Nuclear alpha-synuclein is rapidly recruited to sites of laser-induced DNA damage in vivo. (A) Cortical neuron cell body imaged in vivo in a mouse expressing 142E Syn-GFP (heterozygous) and nuclear localized TdTomato-NLS (heterozygous). White circle in merge image shows targeting of laser-induced damage (LID) pulse and white square is the control region. Dotted line represents the outline of the nucleus.
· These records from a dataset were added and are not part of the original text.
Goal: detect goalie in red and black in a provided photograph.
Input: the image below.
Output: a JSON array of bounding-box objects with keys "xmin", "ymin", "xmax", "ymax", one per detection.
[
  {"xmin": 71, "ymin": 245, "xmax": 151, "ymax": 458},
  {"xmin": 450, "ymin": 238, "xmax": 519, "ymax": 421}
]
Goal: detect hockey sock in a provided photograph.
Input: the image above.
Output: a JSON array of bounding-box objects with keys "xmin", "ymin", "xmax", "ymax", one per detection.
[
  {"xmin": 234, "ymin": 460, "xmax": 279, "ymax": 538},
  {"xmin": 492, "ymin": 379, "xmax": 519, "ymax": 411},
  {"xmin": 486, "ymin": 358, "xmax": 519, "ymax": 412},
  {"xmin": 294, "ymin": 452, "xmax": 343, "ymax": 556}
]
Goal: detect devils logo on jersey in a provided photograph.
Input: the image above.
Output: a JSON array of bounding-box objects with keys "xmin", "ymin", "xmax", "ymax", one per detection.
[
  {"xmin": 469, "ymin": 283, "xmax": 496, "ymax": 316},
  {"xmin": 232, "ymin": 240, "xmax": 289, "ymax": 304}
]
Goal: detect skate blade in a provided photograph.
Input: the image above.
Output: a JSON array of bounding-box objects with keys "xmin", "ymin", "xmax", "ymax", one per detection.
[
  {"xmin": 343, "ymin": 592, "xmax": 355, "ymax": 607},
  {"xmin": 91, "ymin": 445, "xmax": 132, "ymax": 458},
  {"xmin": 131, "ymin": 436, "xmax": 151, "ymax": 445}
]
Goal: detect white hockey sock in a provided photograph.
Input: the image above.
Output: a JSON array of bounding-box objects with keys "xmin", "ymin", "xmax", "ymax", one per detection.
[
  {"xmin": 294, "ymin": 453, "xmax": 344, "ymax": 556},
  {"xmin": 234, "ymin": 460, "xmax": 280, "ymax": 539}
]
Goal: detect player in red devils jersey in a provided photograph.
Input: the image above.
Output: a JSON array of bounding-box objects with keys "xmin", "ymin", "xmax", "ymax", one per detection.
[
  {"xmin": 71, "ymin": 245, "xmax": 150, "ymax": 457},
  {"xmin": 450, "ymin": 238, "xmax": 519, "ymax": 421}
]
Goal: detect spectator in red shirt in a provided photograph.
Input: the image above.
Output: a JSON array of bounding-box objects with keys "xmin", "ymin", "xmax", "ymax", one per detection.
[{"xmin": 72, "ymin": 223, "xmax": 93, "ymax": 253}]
Scale bar 5 μm. (B) Baseline (t = −1min) and after LID (t = 1 min) images show accumulation of Syn-GFP at DNA damage site (white arrow). (C) Data from B) shows increased (at LID site) and decreased (at adjacent site, square in A) Syn-GFP level, calculated enrichment ratio at LID site, and group data from different transgenic (142E Syn-GFP & A53T Syn-GFP) and AAV8-mediated expression (A53T/S129D Syn-GFP & A53T/S129A Syn-GFP) animals (142E Syn-GFP Enrichment Ratio = 1.26 ± 0.03, N = 34 cells/6 animals, A53T Syn-GFP Enrichment Ratio = 0.95 ± 0.02, N = 19 cells/3 animals, A53T/S129D Syn-GFP Enrichment Ratio = 1.37 ± 0.13, N = 17 cells/5 animals, A53T/S129A Syn-GFP Enrichment Ratio = 1.00 ± 0.04, N = 13 cells/4 animals; F(3, 78) = 9.086, p = 0.0001, ANOVA, post-hoc Tukey tests: A53T/S129D vs. A53T p = 0.0002, A53T/S129D vs. A53T/S129A p = 0.0051, 142E vs. A53T p = 0.0016, 142E vs. A53T/S129A p = 0.0343, A53T/S129D vs. 142E p = 0.6078, A53T vs. A53T/S129A p = 0.9726). (D) White square shows area magnified to the right. FRAP shows rapid mobility of Syn-GFP within LID site (white arrow, τ_recovery = 33.1 ms, 95% CI = 23.8–54.4 ms, N = 12 cells/3 animals). Red arrowheads in all sections show time of LID or FRAP laser pulse.